We have a test for gene markers that can tell us if we're more or less likely to develop breast cancer. Angelina Jolie put this on the forefront of the news. The BRCA 1 and 2 gene mutation, if present, results in a far higher risk of developing breast and ovarian cancer.



There's a few problems with that, though. For one, the tests can be expensive, and if your insurance won't cover them, the price tag is high enough to keep most women from being able to afford them. There are different types of BRCA testing, ranging in cost from $475 to about $4,000. When you're already paying for cancer treatment and numerous doctor visits, it's hard to find that level of spare change.

Only 5% of breast cancers are due to the BRCA 1 or BRCA 2 gene mutation.
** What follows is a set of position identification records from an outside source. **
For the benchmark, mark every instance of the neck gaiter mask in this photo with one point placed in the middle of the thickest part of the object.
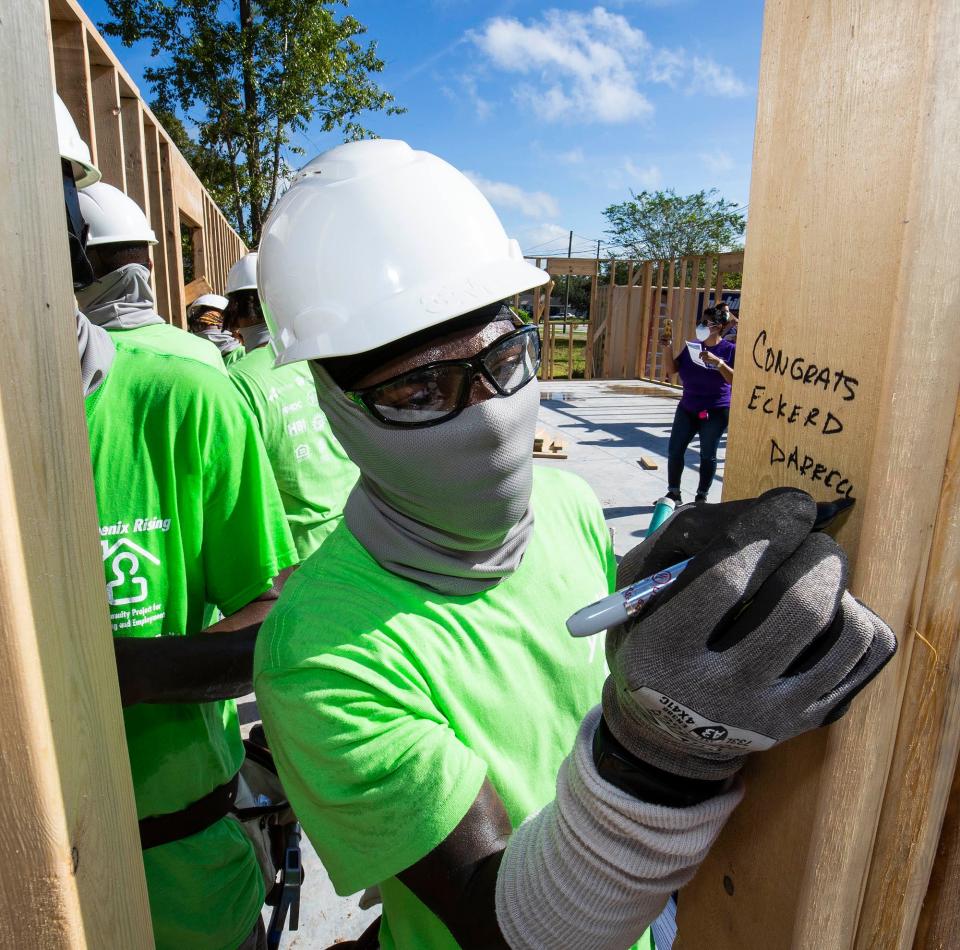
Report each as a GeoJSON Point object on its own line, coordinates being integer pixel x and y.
{"type": "Point", "coordinates": [447, 506]}
{"type": "Point", "coordinates": [254, 336]}
{"type": "Point", "coordinates": [96, 351]}
{"type": "Point", "coordinates": [121, 300]}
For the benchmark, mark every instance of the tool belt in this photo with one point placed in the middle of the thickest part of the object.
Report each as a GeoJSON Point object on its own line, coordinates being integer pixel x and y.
{"type": "Point", "coordinates": [156, 830]}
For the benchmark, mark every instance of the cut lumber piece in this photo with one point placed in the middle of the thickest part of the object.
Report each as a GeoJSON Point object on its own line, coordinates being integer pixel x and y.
{"type": "Point", "coordinates": [810, 857]}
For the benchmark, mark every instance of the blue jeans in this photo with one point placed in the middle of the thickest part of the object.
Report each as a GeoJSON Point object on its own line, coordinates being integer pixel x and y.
{"type": "Point", "coordinates": [686, 425]}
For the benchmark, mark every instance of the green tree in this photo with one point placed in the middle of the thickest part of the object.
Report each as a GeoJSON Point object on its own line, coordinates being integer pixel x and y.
{"type": "Point", "coordinates": [244, 76]}
{"type": "Point", "coordinates": [662, 225]}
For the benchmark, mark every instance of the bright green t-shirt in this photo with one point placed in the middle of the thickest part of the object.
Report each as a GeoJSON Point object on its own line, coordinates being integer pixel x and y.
{"type": "Point", "coordinates": [165, 338]}
{"type": "Point", "coordinates": [388, 704]}
{"type": "Point", "coordinates": [189, 517]}
{"type": "Point", "coordinates": [313, 472]}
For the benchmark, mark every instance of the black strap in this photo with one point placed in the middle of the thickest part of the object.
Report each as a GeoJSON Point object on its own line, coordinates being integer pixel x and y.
{"type": "Point", "coordinates": [620, 767]}
{"type": "Point", "coordinates": [162, 829]}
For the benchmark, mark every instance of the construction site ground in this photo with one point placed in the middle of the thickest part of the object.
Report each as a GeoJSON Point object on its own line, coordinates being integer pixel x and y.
{"type": "Point", "coordinates": [607, 427]}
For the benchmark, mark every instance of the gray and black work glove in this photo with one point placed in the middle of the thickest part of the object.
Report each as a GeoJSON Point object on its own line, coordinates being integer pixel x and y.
{"type": "Point", "coordinates": [757, 641]}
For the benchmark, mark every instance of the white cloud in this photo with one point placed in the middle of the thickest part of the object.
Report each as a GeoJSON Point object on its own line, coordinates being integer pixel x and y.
{"type": "Point", "coordinates": [584, 64]}
{"type": "Point", "coordinates": [531, 204]}
{"type": "Point", "coordinates": [590, 66]}
{"type": "Point", "coordinates": [715, 79]}
{"type": "Point", "coordinates": [646, 179]}
{"type": "Point", "coordinates": [574, 157]}
{"type": "Point", "coordinates": [545, 239]}
{"type": "Point", "coordinates": [718, 162]}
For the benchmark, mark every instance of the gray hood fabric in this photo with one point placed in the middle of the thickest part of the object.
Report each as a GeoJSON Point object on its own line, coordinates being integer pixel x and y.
{"type": "Point", "coordinates": [254, 336]}
{"type": "Point", "coordinates": [121, 300]}
{"type": "Point", "coordinates": [96, 351]}
{"type": "Point", "coordinates": [223, 341]}
{"type": "Point", "coordinates": [447, 506]}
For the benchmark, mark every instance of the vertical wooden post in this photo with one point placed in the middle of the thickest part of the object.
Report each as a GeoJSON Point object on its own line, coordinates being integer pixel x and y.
{"type": "Point", "coordinates": [157, 219]}
{"type": "Point", "coordinates": [105, 89]}
{"type": "Point", "coordinates": [640, 360]}
{"type": "Point", "coordinates": [671, 277]}
{"type": "Point", "coordinates": [72, 64]}
{"type": "Point", "coordinates": [174, 247]}
{"type": "Point", "coordinates": [818, 846]}
{"type": "Point", "coordinates": [72, 875]}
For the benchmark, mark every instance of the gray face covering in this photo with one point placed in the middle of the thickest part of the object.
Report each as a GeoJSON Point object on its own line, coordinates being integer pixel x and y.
{"type": "Point", "coordinates": [96, 351]}
{"type": "Point", "coordinates": [254, 336]}
{"type": "Point", "coordinates": [121, 300]}
{"type": "Point", "coordinates": [447, 506]}
{"type": "Point", "coordinates": [223, 341]}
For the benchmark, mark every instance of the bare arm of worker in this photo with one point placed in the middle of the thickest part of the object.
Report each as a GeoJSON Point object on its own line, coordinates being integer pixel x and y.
{"type": "Point", "coordinates": [458, 879]}
{"type": "Point", "coordinates": [711, 359]}
{"type": "Point", "coordinates": [197, 669]}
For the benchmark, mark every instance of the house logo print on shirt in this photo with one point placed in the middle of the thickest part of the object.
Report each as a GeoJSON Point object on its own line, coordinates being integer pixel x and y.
{"type": "Point", "coordinates": [125, 581]}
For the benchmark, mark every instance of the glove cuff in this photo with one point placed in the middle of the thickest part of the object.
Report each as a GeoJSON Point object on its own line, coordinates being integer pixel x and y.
{"type": "Point", "coordinates": [618, 766]}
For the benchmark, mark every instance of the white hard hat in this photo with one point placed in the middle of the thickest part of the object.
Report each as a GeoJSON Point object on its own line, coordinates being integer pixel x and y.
{"type": "Point", "coordinates": [243, 274]}
{"type": "Point", "coordinates": [374, 241]}
{"type": "Point", "coordinates": [113, 217]}
{"type": "Point", "coordinates": [73, 148]}
{"type": "Point", "coordinates": [208, 301]}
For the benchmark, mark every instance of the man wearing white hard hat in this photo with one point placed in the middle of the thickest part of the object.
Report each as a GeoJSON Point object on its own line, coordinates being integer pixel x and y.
{"type": "Point", "coordinates": [313, 472]}
{"type": "Point", "coordinates": [190, 521]}
{"type": "Point", "coordinates": [205, 319]}
{"type": "Point", "coordinates": [438, 731]}
{"type": "Point", "coordinates": [120, 298]}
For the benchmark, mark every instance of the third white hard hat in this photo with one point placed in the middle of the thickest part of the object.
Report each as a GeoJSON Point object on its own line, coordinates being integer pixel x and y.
{"type": "Point", "coordinates": [243, 274]}
{"type": "Point", "coordinates": [208, 301]}
{"type": "Point", "coordinates": [72, 147]}
{"type": "Point", "coordinates": [374, 241]}
{"type": "Point", "coordinates": [113, 217]}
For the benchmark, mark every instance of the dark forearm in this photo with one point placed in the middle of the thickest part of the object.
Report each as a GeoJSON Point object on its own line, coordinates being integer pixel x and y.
{"type": "Point", "coordinates": [215, 664]}
{"type": "Point", "coordinates": [195, 669]}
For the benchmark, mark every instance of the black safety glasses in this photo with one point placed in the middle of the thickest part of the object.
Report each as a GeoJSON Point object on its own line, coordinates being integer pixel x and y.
{"type": "Point", "coordinates": [436, 392]}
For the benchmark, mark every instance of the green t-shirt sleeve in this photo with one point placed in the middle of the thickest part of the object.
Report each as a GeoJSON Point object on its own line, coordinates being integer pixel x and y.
{"type": "Point", "coordinates": [246, 541]}
{"type": "Point", "coordinates": [376, 774]}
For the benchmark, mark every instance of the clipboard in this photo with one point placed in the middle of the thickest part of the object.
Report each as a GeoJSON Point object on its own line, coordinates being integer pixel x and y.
{"type": "Point", "coordinates": [696, 353]}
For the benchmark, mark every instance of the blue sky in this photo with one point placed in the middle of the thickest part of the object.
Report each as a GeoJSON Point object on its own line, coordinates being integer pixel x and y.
{"type": "Point", "coordinates": [557, 110]}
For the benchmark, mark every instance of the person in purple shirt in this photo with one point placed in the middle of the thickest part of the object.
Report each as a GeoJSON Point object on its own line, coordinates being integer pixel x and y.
{"type": "Point", "coordinates": [705, 405]}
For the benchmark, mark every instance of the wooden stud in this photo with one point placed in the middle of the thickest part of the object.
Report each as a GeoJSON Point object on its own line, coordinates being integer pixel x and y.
{"type": "Point", "coordinates": [640, 364]}
{"type": "Point", "coordinates": [105, 90]}
{"type": "Point", "coordinates": [72, 874]}
{"type": "Point", "coordinates": [157, 219]}
{"type": "Point", "coordinates": [135, 166]}
{"type": "Point", "coordinates": [174, 244]}
{"type": "Point", "coordinates": [815, 849]}
{"type": "Point", "coordinates": [72, 63]}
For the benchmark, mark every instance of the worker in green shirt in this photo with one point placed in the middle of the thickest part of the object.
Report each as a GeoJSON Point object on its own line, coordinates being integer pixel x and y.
{"type": "Point", "coordinates": [189, 520]}
{"type": "Point", "coordinates": [120, 298]}
{"type": "Point", "coordinates": [205, 320]}
{"type": "Point", "coordinates": [438, 731]}
{"type": "Point", "coordinates": [313, 472]}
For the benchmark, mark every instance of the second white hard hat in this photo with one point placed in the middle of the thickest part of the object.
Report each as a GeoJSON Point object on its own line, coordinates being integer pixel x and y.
{"type": "Point", "coordinates": [243, 274]}
{"type": "Point", "coordinates": [208, 302]}
{"type": "Point", "coordinates": [73, 148]}
{"type": "Point", "coordinates": [374, 241]}
{"type": "Point", "coordinates": [113, 217]}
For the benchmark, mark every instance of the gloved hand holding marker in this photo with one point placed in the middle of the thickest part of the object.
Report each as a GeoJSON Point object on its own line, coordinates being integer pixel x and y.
{"type": "Point", "coordinates": [736, 633]}
{"type": "Point", "coordinates": [629, 601]}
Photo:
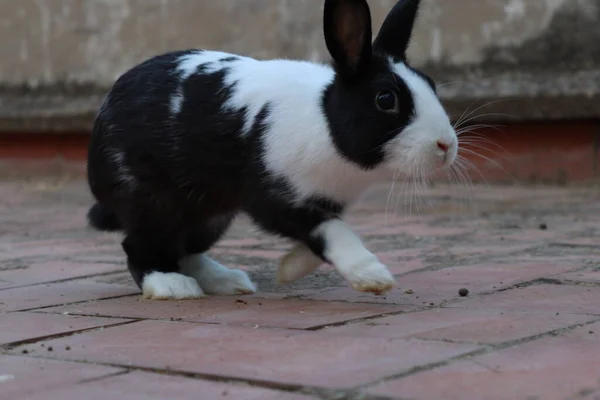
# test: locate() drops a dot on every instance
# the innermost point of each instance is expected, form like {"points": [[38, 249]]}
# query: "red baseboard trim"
{"points": [[557, 152]]}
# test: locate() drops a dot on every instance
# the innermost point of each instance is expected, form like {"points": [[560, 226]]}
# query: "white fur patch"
{"points": [[170, 286], [216, 279], [298, 145], [417, 146], [359, 266]]}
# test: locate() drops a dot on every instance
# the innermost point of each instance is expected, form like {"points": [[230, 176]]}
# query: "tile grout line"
{"points": [[321, 392], [486, 349], [100, 274], [13, 345]]}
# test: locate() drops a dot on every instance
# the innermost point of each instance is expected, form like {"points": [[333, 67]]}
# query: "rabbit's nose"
{"points": [[443, 145]]}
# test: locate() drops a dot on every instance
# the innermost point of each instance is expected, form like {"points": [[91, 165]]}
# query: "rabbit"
{"points": [[187, 140]]}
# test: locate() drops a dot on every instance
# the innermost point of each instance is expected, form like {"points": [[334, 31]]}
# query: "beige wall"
{"points": [[57, 57]]}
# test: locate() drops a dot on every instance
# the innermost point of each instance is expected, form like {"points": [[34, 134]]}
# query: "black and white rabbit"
{"points": [[186, 140]]}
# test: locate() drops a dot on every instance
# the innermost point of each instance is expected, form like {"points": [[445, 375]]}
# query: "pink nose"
{"points": [[443, 146]]}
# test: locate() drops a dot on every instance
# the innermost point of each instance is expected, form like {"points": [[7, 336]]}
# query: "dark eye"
{"points": [[387, 101]]}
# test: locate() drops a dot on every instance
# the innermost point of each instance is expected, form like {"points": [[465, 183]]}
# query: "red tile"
{"points": [[459, 325], [18, 327], [58, 293], [308, 358], [588, 275], [540, 298], [29, 273], [547, 368], [28, 378], [145, 386], [252, 311], [442, 285]]}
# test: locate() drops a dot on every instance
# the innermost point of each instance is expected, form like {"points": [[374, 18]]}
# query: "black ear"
{"points": [[395, 33], [347, 28]]}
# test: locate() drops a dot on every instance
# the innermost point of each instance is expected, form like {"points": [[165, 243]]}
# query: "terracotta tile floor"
{"points": [[72, 324]]}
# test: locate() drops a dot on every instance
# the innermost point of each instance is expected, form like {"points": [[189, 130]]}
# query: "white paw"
{"points": [[170, 286], [297, 263], [230, 283], [372, 277]]}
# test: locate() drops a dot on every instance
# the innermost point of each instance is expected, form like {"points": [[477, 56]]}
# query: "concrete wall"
{"points": [[58, 57]]}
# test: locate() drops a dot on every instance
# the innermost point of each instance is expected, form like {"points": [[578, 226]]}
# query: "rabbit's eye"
{"points": [[387, 101]]}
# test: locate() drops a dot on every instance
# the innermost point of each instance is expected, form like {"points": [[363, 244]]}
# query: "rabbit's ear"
{"points": [[347, 29], [395, 33]]}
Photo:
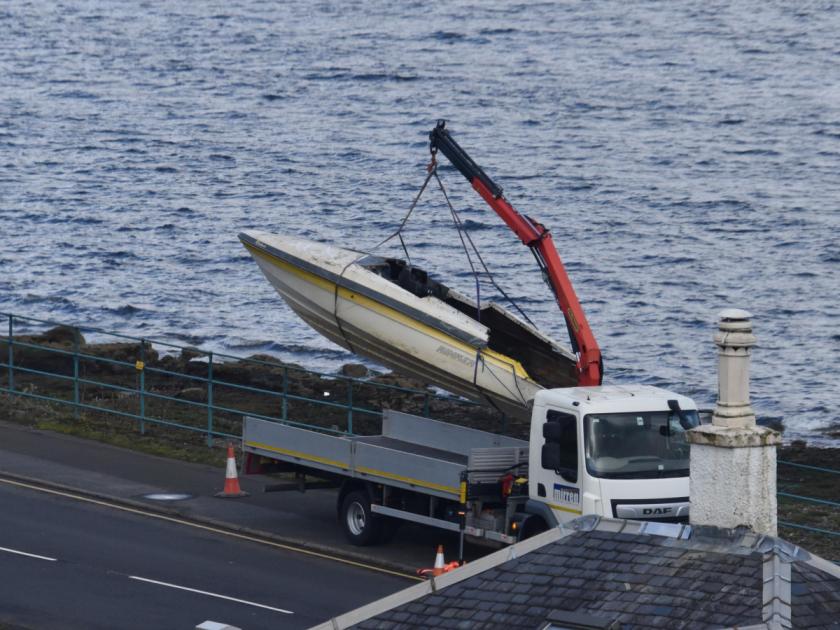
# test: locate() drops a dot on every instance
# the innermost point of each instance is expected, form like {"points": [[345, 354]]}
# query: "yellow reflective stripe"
{"points": [[564, 509], [414, 482], [500, 360], [299, 455]]}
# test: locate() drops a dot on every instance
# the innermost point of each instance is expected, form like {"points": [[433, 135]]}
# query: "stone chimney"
{"points": [[733, 460]]}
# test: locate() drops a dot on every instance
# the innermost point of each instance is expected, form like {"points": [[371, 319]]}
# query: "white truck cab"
{"points": [[617, 451]]}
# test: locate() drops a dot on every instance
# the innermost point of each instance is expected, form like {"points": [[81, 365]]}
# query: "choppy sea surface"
{"points": [[685, 155]]}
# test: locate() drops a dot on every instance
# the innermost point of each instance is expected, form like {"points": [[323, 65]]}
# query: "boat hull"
{"points": [[370, 316]]}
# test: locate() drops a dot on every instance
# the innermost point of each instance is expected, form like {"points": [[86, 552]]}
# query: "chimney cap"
{"points": [[734, 315]]}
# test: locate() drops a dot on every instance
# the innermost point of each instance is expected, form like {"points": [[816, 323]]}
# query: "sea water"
{"points": [[686, 157]]}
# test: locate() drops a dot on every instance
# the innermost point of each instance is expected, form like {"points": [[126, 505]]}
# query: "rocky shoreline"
{"points": [[179, 380]]}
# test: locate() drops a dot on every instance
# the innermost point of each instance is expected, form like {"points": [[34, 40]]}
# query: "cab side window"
{"points": [[559, 453]]}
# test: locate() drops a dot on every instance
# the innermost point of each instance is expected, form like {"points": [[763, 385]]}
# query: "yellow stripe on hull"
{"points": [[491, 356]]}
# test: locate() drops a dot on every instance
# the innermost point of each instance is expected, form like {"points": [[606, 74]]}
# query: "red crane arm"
{"points": [[538, 239]]}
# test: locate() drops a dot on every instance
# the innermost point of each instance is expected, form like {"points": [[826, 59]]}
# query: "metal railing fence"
{"points": [[156, 382]]}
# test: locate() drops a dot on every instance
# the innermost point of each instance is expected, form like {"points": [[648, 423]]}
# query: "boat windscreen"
{"points": [[544, 362]]}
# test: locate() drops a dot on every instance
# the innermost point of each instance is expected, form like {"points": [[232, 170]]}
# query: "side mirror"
{"points": [[551, 458]]}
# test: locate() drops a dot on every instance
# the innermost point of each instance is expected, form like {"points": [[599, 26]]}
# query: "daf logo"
{"points": [[656, 511]]}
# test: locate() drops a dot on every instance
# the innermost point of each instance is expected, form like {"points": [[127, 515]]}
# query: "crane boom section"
{"points": [[538, 238]]}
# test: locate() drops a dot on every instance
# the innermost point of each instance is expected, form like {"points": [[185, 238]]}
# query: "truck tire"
{"points": [[361, 526], [533, 525]]}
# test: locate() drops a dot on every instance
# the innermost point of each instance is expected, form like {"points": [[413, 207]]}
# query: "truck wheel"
{"points": [[361, 526], [533, 526]]}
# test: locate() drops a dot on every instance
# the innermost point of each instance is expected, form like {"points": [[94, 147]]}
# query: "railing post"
{"points": [[285, 414], [11, 355], [350, 407], [210, 399], [76, 401], [141, 367]]}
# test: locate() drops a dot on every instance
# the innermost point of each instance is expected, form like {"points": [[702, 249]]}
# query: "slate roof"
{"points": [[609, 573]]}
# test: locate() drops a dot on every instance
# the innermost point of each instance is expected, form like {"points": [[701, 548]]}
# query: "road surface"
{"points": [[73, 563]]}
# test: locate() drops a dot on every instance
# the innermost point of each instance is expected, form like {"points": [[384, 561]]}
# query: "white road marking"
{"points": [[215, 530], [28, 555], [194, 590]]}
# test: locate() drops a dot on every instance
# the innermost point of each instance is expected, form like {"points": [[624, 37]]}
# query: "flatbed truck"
{"points": [[615, 451]]}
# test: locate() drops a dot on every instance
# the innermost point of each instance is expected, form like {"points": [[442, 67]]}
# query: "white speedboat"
{"points": [[396, 315]]}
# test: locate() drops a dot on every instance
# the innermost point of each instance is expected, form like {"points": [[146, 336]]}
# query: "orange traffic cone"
{"points": [[440, 563], [232, 488], [440, 566]]}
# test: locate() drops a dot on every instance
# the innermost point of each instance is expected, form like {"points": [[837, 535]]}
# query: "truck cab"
{"points": [[617, 451]]}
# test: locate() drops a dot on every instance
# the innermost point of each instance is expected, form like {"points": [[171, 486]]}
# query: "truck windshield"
{"points": [[638, 445]]}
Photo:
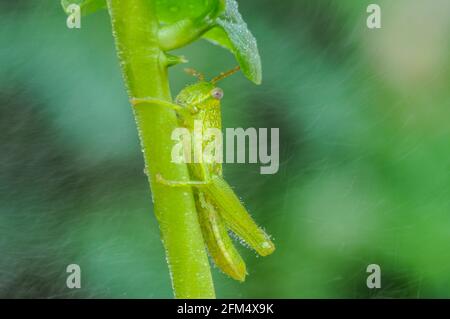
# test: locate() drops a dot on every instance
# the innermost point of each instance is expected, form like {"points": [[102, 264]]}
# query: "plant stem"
{"points": [[135, 29]]}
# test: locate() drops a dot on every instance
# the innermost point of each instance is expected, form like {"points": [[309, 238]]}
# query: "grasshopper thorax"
{"points": [[200, 95]]}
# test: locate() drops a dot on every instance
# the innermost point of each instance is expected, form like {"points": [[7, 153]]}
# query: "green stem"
{"points": [[144, 66]]}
That means 95% of the breast cancers out there were not caused by any known genetic factor. I will stress the word 'known'. There's a lot of research that still needs to be done to identify genetic factors for breast cancer, and to make these tests more accessible to the average woman.

My own test results came back negative. I have only one known relation with a history of breast cancer, my great-grandmother on my mother's father's side. I had no reason to start screening earlier, or to suspect that a lump, itchy and painful like a cyst I had before, was anything less than another cyst.

We don't know enough about breast cancer. We pour all these resources into early detection programs and mammogram screenings, and not enough into research for a cause, research for viable, working treatments that can lead to a Stage IV patient being declared No Evidence of Disease. Why are so many women get breast cancer at earlier ages without any warning? Why do we not know this yet? More funding needs to go to research, so more gene markers can be discovered.

With all the awareness, Breast Cancer is still the leading killer of women between the ages of thirty-five and fifty-five. That is unacceptable.